All animals adapted to the running wheels quickly and met the minimum exclusion of 2 km/day within 5 days. Distance and speed in Endo-Exercise group were inversely correlated with number of developed vesicles per rat (p < 0.05; Figures 3A,B). The muscle/fat ratio was increased in the Endo-exercise group when compared to the Endo-No exercise group (p < 0.05), indicating differences were due to the presence of less fat rather than differences in muscle weight following exercise (Figures 3C,D). There was no significant difference in weight of the adrenal glands when normalized to body weight (Supplementary Figure 2A). No significant differences in neutrophil infiltration as assessed by myeloperoxidase measurement was found between groups in the uterus (Supplementary Figure 2B).

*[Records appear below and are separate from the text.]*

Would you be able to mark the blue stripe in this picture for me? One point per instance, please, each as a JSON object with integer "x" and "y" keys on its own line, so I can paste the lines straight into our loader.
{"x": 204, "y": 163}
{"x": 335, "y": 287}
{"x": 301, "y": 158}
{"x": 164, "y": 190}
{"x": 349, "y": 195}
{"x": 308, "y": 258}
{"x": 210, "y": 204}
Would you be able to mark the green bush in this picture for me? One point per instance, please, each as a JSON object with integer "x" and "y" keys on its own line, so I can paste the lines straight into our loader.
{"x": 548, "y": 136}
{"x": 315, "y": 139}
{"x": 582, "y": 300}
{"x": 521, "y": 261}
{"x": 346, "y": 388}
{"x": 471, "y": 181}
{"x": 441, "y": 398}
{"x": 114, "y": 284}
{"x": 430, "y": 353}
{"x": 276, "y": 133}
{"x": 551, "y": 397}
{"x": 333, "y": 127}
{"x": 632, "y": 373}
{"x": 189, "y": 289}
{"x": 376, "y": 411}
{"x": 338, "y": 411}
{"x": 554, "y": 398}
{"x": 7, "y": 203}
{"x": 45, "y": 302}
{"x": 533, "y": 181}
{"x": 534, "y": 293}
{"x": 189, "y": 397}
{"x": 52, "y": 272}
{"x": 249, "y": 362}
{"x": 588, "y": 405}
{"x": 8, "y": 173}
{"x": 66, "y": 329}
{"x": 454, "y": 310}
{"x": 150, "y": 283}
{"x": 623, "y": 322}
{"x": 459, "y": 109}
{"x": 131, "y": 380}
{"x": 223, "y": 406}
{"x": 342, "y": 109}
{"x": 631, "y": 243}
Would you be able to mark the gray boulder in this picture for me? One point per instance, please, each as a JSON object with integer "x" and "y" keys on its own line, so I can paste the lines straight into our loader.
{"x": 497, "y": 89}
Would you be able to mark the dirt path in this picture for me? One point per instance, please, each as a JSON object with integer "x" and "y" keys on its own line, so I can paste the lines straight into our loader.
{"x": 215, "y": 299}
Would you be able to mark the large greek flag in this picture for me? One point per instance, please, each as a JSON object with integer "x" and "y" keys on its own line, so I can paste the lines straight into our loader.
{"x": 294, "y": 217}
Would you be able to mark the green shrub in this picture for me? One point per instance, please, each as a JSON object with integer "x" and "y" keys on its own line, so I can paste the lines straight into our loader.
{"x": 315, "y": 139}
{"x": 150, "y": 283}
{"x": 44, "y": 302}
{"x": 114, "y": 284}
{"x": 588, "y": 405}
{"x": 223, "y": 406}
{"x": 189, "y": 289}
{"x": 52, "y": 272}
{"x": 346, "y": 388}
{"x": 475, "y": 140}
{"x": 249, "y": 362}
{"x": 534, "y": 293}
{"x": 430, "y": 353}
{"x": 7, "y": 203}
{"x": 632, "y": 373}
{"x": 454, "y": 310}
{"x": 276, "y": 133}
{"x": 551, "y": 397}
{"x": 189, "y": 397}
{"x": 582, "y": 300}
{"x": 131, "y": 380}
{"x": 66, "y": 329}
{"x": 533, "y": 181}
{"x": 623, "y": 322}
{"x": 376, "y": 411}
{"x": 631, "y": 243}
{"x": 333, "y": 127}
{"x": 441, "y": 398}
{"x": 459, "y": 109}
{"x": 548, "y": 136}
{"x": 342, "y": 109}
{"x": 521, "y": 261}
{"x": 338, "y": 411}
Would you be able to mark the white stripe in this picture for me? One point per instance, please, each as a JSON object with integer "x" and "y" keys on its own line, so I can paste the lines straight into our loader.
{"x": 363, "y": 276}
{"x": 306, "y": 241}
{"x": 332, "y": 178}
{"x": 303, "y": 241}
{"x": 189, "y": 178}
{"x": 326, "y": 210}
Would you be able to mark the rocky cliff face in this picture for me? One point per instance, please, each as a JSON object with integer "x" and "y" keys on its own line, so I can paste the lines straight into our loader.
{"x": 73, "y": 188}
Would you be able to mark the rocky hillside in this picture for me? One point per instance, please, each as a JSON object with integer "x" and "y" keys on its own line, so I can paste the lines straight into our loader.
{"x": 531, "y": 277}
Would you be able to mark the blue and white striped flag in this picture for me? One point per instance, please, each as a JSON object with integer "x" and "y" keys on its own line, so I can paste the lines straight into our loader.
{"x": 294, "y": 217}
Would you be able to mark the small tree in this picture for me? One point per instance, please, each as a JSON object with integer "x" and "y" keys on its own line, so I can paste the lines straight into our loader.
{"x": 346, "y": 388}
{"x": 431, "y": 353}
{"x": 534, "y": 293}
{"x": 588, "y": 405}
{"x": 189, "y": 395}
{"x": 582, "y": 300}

Interestingly Endo-No exercise animals had significantly higher amounts of mesenteric fat when compared to the Sham-No exercise (p < 0.05) and this was mitigated in Endo-Exercise (p < 0.01; Figure 4A). Rats with a higher percent of fat developed more vesicles (p < 0.05; Figure 4B) which were of a greater size (p < 0.01; Figure 4C). Circulating serum levels of leptin, a hormone predominantly made by adipocytes, was significantly decreased by exercise (p < 0.001; Figure 4D). The size of the adipocytes in the mesenteric white adipose tissue from Endo-Exercise animals was approximately half of those found in either Sham-No exercise (p < 0.05) or Endo-No exercise (p < 0.01; Figures 4E,F).

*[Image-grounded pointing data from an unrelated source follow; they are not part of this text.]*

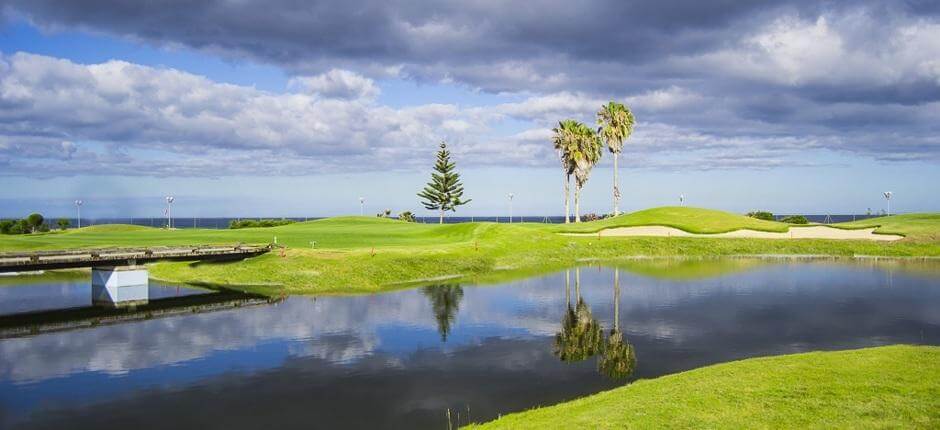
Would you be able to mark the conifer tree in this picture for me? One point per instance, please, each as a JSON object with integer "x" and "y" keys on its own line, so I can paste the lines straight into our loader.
{"x": 445, "y": 191}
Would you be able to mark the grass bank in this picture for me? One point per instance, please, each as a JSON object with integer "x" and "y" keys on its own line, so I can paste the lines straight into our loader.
{"x": 363, "y": 255}
{"x": 885, "y": 387}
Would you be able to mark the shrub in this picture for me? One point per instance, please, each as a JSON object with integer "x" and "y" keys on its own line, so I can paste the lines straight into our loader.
{"x": 34, "y": 220}
{"x": 592, "y": 217}
{"x": 795, "y": 219}
{"x": 250, "y": 223}
{"x": 764, "y": 215}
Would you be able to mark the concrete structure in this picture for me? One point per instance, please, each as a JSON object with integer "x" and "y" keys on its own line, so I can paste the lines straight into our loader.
{"x": 119, "y": 286}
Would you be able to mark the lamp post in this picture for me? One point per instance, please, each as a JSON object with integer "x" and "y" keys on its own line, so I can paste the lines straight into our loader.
{"x": 169, "y": 216}
{"x": 511, "y": 195}
{"x": 78, "y": 207}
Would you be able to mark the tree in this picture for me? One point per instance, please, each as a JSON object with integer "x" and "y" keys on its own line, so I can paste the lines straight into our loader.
{"x": 565, "y": 142}
{"x": 618, "y": 361}
{"x": 444, "y": 192}
{"x": 615, "y": 124}
{"x": 587, "y": 152}
{"x": 445, "y": 301}
{"x": 34, "y": 220}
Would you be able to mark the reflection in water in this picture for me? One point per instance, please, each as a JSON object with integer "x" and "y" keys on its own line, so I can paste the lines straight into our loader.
{"x": 445, "y": 302}
{"x": 619, "y": 358}
{"x": 580, "y": 335}
{"x": 380, "y": 361}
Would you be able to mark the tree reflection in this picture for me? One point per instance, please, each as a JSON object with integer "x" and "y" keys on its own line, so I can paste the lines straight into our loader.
{"x": 581, "y": 335}
{"x": 445, "y": 301}
{"x": 618, "y": 361}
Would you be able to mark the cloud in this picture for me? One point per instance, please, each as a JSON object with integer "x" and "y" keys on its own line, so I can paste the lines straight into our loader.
{"x": 341, "y": 84}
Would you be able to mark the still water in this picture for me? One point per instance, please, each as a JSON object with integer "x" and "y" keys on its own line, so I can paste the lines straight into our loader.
{"x": 403, "y": 359}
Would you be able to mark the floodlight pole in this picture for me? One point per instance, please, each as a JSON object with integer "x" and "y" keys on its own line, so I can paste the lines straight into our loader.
{"x": 169, "y": 214}
{"x": 78, "y": 206}
{"x": 511, "y": 195}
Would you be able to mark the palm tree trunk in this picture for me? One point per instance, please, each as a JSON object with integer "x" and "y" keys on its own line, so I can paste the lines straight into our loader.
{"x": 567, "y": 198}
{"x": 577, "y": 202}
{"x": 616, "y": 186}
{"x": 568, "y": 288}
{"x": 577, "y": 283}
{"x": 616, "y": 299}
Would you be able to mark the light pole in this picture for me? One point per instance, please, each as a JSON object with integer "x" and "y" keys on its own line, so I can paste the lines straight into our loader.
{"x": 78, "y": 206}
{"x": 511, "y": 195}
{"x": 169, "y": 216}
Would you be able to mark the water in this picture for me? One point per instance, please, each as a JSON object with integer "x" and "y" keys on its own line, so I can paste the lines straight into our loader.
{"x": 402, "y": 359}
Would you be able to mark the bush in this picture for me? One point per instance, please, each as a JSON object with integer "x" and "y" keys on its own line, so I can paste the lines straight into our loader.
{"x": 795, "y": 219}
{"x": 251, "y": 223}
{"x": 764, "y": 215}
{"x": 592, "y": 217}
{"x": 407, "y": 216}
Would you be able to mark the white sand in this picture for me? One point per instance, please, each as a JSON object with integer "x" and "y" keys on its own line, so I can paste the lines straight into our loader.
{"x": 813, "y": 232}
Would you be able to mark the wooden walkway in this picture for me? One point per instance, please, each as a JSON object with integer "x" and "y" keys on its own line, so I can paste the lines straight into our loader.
{"x": 103, "y": 257}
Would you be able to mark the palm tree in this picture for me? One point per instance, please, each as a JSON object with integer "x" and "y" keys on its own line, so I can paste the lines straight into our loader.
{"x": 445, "y": 302}
{"x": 619, "y": 358}
{"x": 581, "y": 336}
{"x": 615, "y": 124}
{"x": 565, "y": 142}
{"x": 587, "y": 153}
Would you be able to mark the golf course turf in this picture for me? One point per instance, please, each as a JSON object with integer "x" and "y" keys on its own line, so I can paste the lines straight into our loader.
{"x": 363, "y": 255}
{"x": 883, "y": 387}
{"x": 896, "y": 386}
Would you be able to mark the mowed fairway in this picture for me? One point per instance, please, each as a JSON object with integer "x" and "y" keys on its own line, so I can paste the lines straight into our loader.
{"x": 363, "y": 254}
{"x": 886, "y": 387}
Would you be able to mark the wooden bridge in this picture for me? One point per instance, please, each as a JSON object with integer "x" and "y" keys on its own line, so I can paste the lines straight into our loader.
{"x": 110, "y": 257}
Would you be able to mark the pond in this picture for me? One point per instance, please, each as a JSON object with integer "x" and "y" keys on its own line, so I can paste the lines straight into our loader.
{"x": 407, "y": 359}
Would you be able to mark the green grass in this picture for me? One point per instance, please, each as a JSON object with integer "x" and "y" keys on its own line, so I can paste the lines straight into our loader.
{"x": 364, "y": 254}
{"x": 692, "y": 220}
{"x": 885, "y": 387}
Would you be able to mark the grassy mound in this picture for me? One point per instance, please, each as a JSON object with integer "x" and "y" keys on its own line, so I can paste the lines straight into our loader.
{"x": 886, "y": 387}
{"x": 917, "y": 226}
{"x": 692, "y": 220}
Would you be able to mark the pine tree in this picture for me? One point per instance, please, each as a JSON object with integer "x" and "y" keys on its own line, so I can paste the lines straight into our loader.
{"x": 445, "y": 191}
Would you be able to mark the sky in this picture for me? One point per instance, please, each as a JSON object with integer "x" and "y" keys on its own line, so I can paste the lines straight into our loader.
{"x": 286, "y": 108}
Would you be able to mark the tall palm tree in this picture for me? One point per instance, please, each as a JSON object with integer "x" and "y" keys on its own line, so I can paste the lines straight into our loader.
{"x": 587, "y": 154}
{"x": 565, "y": 142}
{"x": 618, "y": 361}
{"x": 615, "y": 124}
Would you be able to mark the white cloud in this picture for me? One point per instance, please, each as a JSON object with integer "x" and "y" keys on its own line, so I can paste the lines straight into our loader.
{"x": 335, "y": 83}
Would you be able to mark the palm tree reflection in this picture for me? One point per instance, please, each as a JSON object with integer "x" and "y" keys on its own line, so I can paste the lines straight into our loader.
{"x": 445, "y": 301}
{"x": 618, "y": 360}
{"x": 580, "y": 337}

Systemic levels of various cytokines, chemokines, and immunomodulators were assessed in serum collected at time of sacrifice (Table 1). Fractalkine, a chemokine known to be related with neuropathic pain, was downregulated by exercise (p < 0.01; Figure 5A). Lower levels of fractalkine in serum correlated with lower percentage of fat (Figure 5B) as well as decreased vesicle size (Figure 5C). Exercise also produced a significant reduction in levels of the chemokines RANTES (CCL5), which recruits leukocytes during inflammation, and LIX (CXCL5; Table 1).

Immunofluorescent staining for fractalkine expression in vesicles from Endo-Exercise animals was significantly less compared to Endo-No Exercise (p < 0.05; Figures 5D,F), while the expression of its receptor CX₃CR1 almost doubled but did not reach significance (Figures 5E,F). No significant differences in fractalkine or its receptor were found in the mesenteric fat (data not shown).

In the peritoneal fluid, levels of lactoferrin, a natural immunomodulator, was found to be higher in exercised animals, and tended to inversely correlate with lesion size (n = 8–9/group; r = −0.1093) suggesting that it might be released to counteract the inflammation in the endometriosis animals (Figures 6A,B).

The average mast cell count decreased significantly in vesicles in Endo-Exercise (p < 0.05; Figures 6C,E) and was also lower in mesenteric fat (p = 0.06; Figures 6D,F).

Although we observed no differences in serum levels of estradiol between treatment groups at time of sacrifice, nor variations with stage of cycle (data not shown), exercise resulted in a significant increase in the levels of ERα in the vesicles (p < 0.001: Figures 7A,B) concomitant with a reduction in macrophage infiltration (p < 0.05; Figure 7C) and ERβ immune-positive cells (p < 0.01: Figures 7D,E). This pattern was also noted in the adjacent mesenteric fat (Figures 7F–J). A positive correlation between ERβ and number of macrophages was found in vesicles (p < 0.01), with a tendency toward a similar pattern between ERβ and percent body fat observed in the mesenteric fat surrounding the vesicles (Supplementary Figure 3).

ERβ mRNA expression levels in mesenteric fat were also significantly decreased by exercise (p < 0.05; Figure 8A), in tandem with decreased levels of the inflammatory cytokines IL-6 (Figure 8C) and IL-1β (p < 0.01; Figure 8E). In each case these correlated with percent body fat reaching significance for ERβ (Figure 8B) and IL1β (Figure 8F) but not for IL-6 (Figure 8D). No significant differences were found in ERα expression.